Many modern scholars take the position that the Genesis narrative is symbolic. Personally, I can buy that, but let’s say for a moment that there truly was such a place.
Eden appears to be a pre-Sumerian word meaning “plains” or an Aramaic word meaning “fruitful, or well-watered.” Coincidentally, “Adam,” or “Adamu,” was an Assyrian word for Mankind and “Eve” appears to have been an Arabic or otherwise Semitic word for “life-bringer” or “mom”.
The Genesis narrative places Eden “in the East”… at the “headwaters” of the Pishon, Gihon, Tigris, and Euphrates Rivers. Now, because the Tigris and Euphrates have always originated in different mountain ranges and do not form one river until they reach the Persian Gulf (downstream… not upstream), intelligent readers really must assume that somewhere down the line of writers and copyists someone must have gotten something not-quite-right. Juris Zarins proposed that Eden may be in the Persian Gulf, claiming that the now dry Wadi Batin (in Arabia) and Karun (Iran) river systems may have been the Pishon and Gihon rivers respectively.
Assuming that the Torah was written either during or after the Egyptian Captivity, “in the East” and near the Euphrates and Tigris does agree with this assessment, as does the word itself, because during the last Ice Age, the Persian Gulf might have been a large, fertile plain.
Other people have other theories, but this one seems to be the most logical and fact-based.
 Cohen, Chaim (2011). “Eden”. In Berlin, Adele; Grossman, Maxine. The Oxford Dictionary of the Jewish Religion.
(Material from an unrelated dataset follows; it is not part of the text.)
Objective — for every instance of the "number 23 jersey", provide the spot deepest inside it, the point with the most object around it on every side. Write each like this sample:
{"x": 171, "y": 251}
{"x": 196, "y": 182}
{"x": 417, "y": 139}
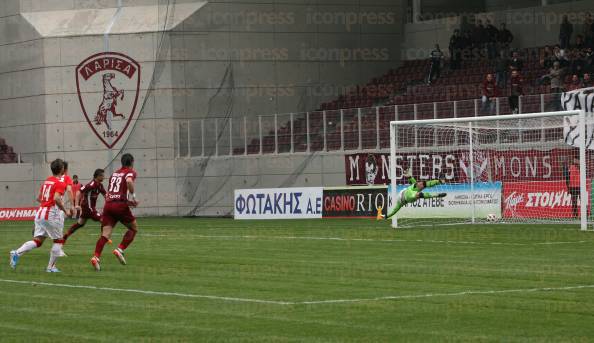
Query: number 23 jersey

Oxford University Press.
 From the Assyrian King List.
 American Heritage Dictionary.
 Genesis 2:10-14; Note that locations are given for three of the rivers, but the lack of a location for the Euphrates leads many scholars to believe that the writer assumed the reader would know where that river is… i.e.: The second Genesis narrative was written for people who live on or near the Euphrates River.
 Hamblin, Dora Jane (May 1987). “Has the Garden of Eden been located at last?” (PDF). Smithsonian (magazine) 18 (2). http://www.theeffect.org/resources/articles/pdfsetc/Eden.pdf. Retrieved 8 January 2014.
 There are literally thousands, some placing Eden in China, others putting it in America or even on Antarctica.